Run All Night
New film Run All Night presents its two main protagonists Jimmy Conlon (Liam Neeson) and Shawn Maguire (Ed Harris) as long-time best friends who grew up in the mob underworld of New York. Shawn has now built his own empire and employs Jimmy in his ranks as a hitman. They both have grown-up sons of about the same age – Mike Conlon (Joel Kinnaman) and Danny Maguire (Boyd Holbrook) – who, having also been brought up in the same environment, drift apart to different life paths as adults. Mike severs all ties with his notorious father and moves away to lead a regular life as a working family man, while Danny sticks around and ends up a drug addicted screw-up simply hanging on his father’s coattails.
One evening, Mike, now a limo driver, takes two clients to an appointment in his old neighbourhood. Unknown to him, they happen to be on a drug deal with Danny. The deal goes horribly wrong, and somehow innocent Mike finds himself Danny’s target, only seconds from being shot when his estranged father steps in and shoots his bosses’ boy to save his own son’s life.

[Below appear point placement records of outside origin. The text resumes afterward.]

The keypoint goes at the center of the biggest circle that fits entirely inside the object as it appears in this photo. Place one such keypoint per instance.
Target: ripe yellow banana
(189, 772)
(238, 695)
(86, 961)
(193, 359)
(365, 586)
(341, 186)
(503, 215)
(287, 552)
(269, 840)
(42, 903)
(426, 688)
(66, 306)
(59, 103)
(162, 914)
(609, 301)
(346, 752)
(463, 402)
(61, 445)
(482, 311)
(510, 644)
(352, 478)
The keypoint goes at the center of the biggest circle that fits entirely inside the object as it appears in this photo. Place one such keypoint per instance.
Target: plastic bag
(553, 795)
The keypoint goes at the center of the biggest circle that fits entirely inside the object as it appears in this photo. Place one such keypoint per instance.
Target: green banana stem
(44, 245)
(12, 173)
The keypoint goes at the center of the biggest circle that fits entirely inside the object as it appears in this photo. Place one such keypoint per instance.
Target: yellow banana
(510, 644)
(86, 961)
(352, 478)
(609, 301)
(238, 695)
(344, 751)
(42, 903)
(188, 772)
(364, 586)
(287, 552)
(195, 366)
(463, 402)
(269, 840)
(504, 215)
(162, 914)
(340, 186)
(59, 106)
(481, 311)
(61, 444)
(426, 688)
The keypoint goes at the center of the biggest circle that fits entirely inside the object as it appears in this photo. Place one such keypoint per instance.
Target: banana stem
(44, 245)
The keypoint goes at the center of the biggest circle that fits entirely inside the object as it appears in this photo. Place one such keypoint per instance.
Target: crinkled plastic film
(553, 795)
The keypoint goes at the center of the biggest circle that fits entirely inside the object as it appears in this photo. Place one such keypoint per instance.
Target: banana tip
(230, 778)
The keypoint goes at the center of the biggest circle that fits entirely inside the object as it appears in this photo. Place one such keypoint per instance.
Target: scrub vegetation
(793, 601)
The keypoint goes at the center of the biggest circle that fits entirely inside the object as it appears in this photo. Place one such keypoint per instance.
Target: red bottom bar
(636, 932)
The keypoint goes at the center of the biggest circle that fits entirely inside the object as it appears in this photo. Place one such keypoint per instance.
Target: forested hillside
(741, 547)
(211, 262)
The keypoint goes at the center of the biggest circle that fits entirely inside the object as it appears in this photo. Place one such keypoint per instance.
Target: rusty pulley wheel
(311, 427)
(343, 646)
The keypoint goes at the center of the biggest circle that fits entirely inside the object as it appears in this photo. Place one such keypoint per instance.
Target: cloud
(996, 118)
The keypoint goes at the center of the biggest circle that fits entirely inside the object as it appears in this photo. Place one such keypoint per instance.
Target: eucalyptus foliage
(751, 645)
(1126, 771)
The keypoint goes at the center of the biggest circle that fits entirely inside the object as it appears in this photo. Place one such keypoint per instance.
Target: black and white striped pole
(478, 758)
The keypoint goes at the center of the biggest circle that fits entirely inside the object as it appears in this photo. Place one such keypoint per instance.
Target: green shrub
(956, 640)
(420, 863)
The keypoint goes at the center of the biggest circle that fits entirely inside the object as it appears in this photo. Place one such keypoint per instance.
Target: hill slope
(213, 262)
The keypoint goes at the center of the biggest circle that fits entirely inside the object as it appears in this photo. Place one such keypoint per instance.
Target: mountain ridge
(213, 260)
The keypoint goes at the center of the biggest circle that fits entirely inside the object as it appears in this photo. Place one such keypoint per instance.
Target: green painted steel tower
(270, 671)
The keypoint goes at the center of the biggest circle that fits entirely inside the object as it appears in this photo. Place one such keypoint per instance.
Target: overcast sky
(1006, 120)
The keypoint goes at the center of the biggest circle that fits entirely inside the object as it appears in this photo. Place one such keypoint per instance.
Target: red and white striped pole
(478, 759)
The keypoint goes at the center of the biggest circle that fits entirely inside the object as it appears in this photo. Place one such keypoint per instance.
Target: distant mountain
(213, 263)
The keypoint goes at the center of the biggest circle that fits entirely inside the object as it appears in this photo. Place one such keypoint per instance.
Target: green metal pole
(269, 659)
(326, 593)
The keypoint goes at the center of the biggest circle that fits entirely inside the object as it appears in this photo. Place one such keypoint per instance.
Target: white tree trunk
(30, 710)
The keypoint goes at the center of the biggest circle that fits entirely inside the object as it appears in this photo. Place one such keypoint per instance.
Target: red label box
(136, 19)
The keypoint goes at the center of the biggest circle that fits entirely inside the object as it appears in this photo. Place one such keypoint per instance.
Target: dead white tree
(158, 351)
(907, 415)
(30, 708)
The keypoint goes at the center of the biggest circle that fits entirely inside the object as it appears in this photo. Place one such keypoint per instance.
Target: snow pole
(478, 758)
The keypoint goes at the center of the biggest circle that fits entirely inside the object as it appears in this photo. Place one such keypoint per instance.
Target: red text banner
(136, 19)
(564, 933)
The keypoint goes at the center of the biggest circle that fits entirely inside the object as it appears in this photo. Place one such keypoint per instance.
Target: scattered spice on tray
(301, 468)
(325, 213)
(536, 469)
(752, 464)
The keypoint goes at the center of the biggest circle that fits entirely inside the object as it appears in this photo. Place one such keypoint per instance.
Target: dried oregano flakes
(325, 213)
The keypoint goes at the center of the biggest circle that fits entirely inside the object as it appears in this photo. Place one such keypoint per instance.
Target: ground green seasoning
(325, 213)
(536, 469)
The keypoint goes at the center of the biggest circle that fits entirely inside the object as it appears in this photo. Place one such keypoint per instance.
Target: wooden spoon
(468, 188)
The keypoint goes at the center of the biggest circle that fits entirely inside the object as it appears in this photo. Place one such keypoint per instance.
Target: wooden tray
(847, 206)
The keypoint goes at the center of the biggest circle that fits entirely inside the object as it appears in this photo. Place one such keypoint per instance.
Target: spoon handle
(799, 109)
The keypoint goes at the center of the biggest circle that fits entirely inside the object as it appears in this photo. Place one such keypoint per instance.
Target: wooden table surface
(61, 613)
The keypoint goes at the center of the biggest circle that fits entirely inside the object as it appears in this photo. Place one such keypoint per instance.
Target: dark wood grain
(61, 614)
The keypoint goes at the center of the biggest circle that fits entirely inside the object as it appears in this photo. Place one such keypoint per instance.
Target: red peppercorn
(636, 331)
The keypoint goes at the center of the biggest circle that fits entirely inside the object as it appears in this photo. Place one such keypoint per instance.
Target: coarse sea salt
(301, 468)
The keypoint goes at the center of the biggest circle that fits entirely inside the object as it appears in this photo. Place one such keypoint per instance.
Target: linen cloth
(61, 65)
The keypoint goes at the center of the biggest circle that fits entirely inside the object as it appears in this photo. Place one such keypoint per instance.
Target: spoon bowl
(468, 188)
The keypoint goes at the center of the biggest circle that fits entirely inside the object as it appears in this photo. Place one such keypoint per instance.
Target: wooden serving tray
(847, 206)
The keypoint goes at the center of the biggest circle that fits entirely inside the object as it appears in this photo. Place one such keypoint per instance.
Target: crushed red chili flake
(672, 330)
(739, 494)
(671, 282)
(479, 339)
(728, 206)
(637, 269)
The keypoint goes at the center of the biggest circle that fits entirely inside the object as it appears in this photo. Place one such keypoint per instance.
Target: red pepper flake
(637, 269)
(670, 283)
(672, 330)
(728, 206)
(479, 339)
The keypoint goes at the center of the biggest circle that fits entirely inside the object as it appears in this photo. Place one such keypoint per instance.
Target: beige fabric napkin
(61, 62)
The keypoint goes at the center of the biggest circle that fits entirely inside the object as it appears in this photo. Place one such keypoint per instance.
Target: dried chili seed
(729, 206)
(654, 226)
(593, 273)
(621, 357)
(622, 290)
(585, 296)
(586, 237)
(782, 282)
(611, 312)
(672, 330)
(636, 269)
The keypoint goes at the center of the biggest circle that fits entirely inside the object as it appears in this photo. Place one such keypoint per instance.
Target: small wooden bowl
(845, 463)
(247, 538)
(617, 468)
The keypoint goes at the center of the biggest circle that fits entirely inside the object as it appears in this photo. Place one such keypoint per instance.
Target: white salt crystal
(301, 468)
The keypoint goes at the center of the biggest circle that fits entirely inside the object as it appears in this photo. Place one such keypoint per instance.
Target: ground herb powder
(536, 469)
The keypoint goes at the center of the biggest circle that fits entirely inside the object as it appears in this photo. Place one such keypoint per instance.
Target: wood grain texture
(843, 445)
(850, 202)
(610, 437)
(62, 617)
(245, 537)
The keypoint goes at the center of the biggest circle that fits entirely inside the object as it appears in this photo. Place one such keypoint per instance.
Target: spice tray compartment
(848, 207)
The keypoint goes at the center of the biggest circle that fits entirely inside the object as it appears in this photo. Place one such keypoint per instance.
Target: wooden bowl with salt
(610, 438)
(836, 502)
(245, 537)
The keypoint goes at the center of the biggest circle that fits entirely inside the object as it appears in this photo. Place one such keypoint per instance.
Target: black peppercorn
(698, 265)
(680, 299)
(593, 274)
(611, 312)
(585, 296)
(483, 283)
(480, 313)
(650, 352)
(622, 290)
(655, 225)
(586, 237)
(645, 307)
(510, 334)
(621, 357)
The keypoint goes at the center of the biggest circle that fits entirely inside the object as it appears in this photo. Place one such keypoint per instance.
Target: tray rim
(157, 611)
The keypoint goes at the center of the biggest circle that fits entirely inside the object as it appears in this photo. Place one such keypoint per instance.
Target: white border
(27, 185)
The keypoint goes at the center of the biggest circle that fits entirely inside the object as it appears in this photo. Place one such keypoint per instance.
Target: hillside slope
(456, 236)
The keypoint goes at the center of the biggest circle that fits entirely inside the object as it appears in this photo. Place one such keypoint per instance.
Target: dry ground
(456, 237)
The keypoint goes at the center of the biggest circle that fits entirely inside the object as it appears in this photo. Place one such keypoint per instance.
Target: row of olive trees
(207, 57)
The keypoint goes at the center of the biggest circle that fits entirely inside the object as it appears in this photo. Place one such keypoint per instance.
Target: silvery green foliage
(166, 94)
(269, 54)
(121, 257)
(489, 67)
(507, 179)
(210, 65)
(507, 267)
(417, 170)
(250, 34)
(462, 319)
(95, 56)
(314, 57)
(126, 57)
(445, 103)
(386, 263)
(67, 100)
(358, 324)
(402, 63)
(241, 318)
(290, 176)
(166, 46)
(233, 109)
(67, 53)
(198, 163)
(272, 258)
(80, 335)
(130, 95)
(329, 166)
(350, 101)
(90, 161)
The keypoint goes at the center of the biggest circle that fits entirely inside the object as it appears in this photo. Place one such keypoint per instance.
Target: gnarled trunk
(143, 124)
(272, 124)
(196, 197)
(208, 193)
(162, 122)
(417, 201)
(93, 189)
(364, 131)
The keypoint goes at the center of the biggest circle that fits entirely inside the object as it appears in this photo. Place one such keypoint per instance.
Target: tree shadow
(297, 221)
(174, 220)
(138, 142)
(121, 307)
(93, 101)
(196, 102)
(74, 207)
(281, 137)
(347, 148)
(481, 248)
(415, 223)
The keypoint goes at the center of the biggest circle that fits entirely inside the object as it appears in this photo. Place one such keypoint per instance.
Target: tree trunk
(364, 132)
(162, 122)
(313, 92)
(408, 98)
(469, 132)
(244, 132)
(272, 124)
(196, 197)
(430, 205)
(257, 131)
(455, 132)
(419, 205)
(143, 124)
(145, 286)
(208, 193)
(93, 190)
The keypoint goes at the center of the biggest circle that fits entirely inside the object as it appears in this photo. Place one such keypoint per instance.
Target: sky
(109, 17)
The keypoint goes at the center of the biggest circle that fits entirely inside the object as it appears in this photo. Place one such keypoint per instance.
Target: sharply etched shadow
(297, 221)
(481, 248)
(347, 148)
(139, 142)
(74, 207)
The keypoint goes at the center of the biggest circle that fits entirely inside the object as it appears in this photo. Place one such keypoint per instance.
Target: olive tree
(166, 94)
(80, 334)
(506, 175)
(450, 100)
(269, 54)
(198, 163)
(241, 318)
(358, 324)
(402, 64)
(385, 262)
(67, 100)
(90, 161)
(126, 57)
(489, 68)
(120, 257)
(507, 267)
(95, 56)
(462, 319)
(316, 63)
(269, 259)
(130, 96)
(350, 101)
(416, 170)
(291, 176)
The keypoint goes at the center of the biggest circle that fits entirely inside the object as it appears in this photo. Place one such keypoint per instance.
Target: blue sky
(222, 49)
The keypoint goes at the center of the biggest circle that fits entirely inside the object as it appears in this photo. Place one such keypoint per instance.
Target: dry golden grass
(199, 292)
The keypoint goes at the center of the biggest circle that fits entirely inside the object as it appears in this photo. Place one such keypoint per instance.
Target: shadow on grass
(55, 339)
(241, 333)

The above might sound like too deep a foray into the synopsis for a critical review, but this is also what happens to be the film’s main downfall: its premise. Everything is done to set up an epic gangster film, and this is what makes it that bit more disappointing when the final product turns out to be but a run-of-the-mill action thriller. All the usual underworld codes are thrown haphazardly into the story; the family and business motto, radical loyalties, corrupt police, and even a restaurant scene with intense dialogue between the two protagonists reminiscent of Pacino and De Niro’s in Heat. Then it seems the producers realised they lacked the script and cast to pull off a classic mob film and decided to hedge their bets anyway by placing it somewhere in between.
Harris is passable as a mob boss, but Neeson finds himself the contrived hero from Taken again, with nothing but schemed action sequences and the occasional self-pitying whimper that does little to add depth to his character. The same goes for the other supporting cast; the script doesn’t give them a lot to work with, but you suspect that most of them would have nonetheless been out of depth in the kind of gangster story that this film is trying to be.
Run All Night would have been a decent thriller were it not for the lingering taste it leaves of a back-up meal served when the oven blows up and the chef can’t deliver on the bigger promise. It has pace and some smart action that may keep you engaged for most of the two hours of its running time, even if only to forget it as you step out of the cinema.
ME Oren
Run All Night is released nationwide on 13th March 2015.